Suppose $X_i$ are independently distributed random variables from a discrete distribution given by $P[X_i=0]=\frac{1}{2}, P[X_i=1]=\frac{\theta}{4}, P[X_i=2]=\frac{1-\theta}{2}, P[X_i=3]=\frac{\theta}{4}$ where $\theta \in (0,1)$ is an unknown parameter. For each $i$ we observe $Y_i$, which equals $X_i$ in case $X_i>0$, but equals $Y_i=1$ in case $X_i=0$.
I need to find the distribution of $Y_i$ and also the observed likelihood.
Approach
See that $P[Y_i=1]=P[Y_i=1|X_i>0]P[X_i>0]+P[Y_i=1|X_i=0]P[X_i=0]=P[X_i=1]P[X_i >0]+1.P[X_i=0]=\frac{\theta+4}{8}$.
Similarly, $P[Y_i=2]=P[X_i=2]P[X_i>0]=\frac{1-\theta}{4}$ and $P[Y_i=3]=P[X_i=3]P[X_i>0] =\frac{\theta}{8}$.
But they do not sum to $1$ somehow! Probably I am missing any case? Can anyone help out?

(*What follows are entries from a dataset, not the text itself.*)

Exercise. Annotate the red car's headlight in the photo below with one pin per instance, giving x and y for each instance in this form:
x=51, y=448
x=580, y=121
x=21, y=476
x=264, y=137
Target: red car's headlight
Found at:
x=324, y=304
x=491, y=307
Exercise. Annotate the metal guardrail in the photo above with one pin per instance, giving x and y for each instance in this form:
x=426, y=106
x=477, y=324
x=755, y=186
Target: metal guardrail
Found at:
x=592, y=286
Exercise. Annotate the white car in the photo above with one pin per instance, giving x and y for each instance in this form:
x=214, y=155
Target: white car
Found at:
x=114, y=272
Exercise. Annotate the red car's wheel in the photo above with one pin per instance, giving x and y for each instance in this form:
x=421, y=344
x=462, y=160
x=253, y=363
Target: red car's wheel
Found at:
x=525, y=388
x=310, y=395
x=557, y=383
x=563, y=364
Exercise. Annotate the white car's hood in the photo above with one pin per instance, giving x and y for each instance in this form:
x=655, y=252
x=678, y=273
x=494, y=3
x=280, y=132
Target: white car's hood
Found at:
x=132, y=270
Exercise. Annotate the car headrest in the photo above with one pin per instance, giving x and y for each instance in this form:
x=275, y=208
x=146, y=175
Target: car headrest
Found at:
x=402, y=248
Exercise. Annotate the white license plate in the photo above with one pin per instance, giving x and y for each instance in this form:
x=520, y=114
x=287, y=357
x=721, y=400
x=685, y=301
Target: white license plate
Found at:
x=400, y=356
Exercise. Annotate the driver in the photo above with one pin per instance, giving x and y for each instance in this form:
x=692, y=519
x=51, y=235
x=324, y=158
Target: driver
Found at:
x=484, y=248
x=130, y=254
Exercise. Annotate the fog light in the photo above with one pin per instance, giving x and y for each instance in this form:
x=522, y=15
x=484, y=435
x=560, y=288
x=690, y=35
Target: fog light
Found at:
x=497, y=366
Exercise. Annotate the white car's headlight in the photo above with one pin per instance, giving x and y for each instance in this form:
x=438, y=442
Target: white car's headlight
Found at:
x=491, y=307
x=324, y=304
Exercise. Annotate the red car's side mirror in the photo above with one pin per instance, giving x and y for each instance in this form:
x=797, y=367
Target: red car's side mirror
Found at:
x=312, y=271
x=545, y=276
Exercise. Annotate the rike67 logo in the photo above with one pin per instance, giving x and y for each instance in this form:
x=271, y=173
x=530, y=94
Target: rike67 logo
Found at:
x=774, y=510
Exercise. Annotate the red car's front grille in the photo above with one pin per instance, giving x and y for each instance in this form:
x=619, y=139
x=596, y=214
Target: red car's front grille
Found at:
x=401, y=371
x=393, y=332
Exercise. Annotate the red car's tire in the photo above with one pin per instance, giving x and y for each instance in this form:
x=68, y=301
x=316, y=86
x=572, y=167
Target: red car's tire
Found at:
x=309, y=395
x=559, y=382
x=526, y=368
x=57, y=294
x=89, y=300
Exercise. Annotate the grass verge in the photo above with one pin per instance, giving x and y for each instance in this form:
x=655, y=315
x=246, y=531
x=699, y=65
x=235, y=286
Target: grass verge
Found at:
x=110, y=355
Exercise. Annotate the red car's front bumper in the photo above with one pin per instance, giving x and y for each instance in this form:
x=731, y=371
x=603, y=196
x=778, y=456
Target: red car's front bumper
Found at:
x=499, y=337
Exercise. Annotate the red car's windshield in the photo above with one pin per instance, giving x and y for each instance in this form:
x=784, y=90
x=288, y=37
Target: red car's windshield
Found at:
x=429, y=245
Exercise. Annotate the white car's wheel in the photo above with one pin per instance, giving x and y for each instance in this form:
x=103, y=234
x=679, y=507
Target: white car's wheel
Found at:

I understand that you use $\mathbb P(Y_1=1\vert X_1>0)=\mathbb P(X_1=1)$ because $Y_1=X_1$ when $X_1>0$. This is wrong. You should write $$ \mathbb P(Y_1=1\vert X_1>0)=\mathbb P(X_1=1\vert X_1>0)=\frac{\mathbb P(X_1=1,X_1>0)}{\mathbb P(X_1>0)}=\frac{\mathbb P(X_1=1)}{\mathbb P(X_1>0)}=\frac\theta2\cdot $$
You have the same error for the computation of $\mathbb P(Y_2=2)$ and $\mathbb P(Y_3=3)$.